Professor Litman’s posting laments the fact that more and more schools are hiding their syllabi and course materials behind proprietary software walls. I agree that there’s no particularly compelling reason to do this, and that it’s particularly out-of-place when teaching internet law. Open standards are ultimately what give the net its “generative” capacity, and fidelity to the university’s public service mission commands us to embrace, rather than retreat from, that openness.

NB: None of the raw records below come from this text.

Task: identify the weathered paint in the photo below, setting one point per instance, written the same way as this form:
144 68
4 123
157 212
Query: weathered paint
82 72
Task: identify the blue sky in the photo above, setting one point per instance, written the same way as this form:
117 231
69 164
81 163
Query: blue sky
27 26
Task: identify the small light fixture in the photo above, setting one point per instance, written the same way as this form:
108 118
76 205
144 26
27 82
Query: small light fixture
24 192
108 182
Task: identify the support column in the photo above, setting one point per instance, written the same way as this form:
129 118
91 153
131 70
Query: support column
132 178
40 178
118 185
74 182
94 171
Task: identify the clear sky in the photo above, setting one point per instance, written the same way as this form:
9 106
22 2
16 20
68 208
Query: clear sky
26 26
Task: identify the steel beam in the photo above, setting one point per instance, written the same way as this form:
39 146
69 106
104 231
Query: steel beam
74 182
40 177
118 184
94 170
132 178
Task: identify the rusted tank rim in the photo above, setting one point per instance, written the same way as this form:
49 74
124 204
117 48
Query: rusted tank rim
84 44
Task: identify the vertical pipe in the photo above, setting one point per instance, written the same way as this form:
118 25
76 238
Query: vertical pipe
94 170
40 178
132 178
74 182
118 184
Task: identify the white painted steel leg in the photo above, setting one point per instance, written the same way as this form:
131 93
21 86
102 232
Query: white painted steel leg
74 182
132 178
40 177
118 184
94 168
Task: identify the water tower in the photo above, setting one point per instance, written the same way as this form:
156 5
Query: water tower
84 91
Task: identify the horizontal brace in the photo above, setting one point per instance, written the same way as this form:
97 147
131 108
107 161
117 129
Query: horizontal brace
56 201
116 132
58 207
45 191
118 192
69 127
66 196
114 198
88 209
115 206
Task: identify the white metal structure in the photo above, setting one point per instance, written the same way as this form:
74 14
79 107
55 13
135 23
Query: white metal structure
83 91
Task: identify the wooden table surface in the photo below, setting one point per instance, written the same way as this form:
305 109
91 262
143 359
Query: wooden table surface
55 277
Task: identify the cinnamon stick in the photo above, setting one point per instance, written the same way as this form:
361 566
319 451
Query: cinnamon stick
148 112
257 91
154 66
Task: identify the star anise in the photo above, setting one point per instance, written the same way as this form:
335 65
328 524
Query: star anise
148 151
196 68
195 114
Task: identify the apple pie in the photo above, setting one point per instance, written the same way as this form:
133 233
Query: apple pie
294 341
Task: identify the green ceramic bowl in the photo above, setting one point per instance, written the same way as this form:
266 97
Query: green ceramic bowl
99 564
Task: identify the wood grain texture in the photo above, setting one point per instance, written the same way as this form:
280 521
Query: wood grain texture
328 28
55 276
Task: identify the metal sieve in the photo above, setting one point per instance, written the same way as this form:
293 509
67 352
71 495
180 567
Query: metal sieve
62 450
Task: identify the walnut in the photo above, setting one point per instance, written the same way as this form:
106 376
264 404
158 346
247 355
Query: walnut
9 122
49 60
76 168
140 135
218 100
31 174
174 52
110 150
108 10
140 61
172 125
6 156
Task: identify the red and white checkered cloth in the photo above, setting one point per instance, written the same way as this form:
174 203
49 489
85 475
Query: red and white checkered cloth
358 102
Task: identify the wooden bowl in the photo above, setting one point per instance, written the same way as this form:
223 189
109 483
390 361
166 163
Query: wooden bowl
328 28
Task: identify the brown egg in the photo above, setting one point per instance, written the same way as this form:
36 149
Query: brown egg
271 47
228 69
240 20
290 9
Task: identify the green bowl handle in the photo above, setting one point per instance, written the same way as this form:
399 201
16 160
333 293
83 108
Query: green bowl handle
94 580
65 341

(To blow my own school’s horn just for a moment, Cincinnati seems to be doing a better job than most at making course syllabi and materials freely accessible online. Syllabi and supplemental course materials for many of the classes scheduled to be taught this fall are available here, including my Intro to Intellectual Property course. They are mostly in PDF format, which perhaps isn’t ideal, but they are all freely available to browse and download. I will take it as a sign of true progress when I am able to teach an entire course using only materials freely available online, perhaps via Wikipedia. The current state of the Wikiversity School of Law page suggests that that future is a long time off, but I’m quite confident it will ultimately arrive.)